Tonight she would definitely leave without so much as a goodbye kiss. She was in this for the company, after all. This was not a reality TV show where the producers, in attorney-approved speech, persuaded the bachelorette to make out with every hunk in the game. But then, as she stood against the door, her hand on the doorknob, he leaned over to kiss her cheek. The salty smell of man deluged her, and she leaped up to reach his lips, wrapping her legs around his middle, separated by oodles of skirt.

She held on to his neck and he held her against the door, kissing until they couldn’t breathe. Making out with Martin was perhaps the most fun kissing she’d ever had. His hands seemed impatient, and she marveled at his ability to keep them out of the No-Fly Zones. The result was the passion didn’t escalate to frenzy. It was soft and ardent, the focus just on the kissing, just on the pressure of two bodies near, and the exhilarating restraint. For Jane, the thrill and danger felt like an extreme sport.

“You should probably go,” he said.

“Mm-hm,” she mumbled, her mouth on his, her hands investigating the girth of his chest.

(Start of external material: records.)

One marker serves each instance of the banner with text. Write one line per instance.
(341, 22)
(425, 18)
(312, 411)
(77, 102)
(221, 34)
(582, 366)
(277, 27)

She didn’t want to go. He didn’t want her to go, either. She could feel the eagerness in his hands, the speed of his breathing. He groaned regret, but he grabbed her waist and placed her back on her feet.

“As much as I hate to, I really should walk you to the door.”

She laughed. She was already at the door—pressed against it, in fact. He turned the knob, letting in the drenched smell of night.

“Good night, Miss Erstwhile.” He pressed his lips to the back of her hand.

Jane went through the door backward as though she were departing from the presence of a king, turned around, and found herself walking crooked, drunk on kissing.

The night was perfect, the darkness reclining smooth and full on the garden, as rich as a painting of a classical nude. The leaves churned above Jane’s head. The pale snaking garden paths hinted at movement, at possibilities not seen. All the beauty of the cool autumn darkness seemed too much to comprehend, and her artist’s instinct perked up again. She told it to hush—now was not the time to work out how to paint an English night. She was spinning from this unexpected find inside Austenland. A real man. A tall man! Someone to kiss and make her feel sexy and fun. Someone who didn’t insist on more than she could give, who allowed her to live in perfect moments, who made her want to smile instead of fret about future what-ifs. For the first time in years, Ms. Jane Hayes felt . . . relaxed.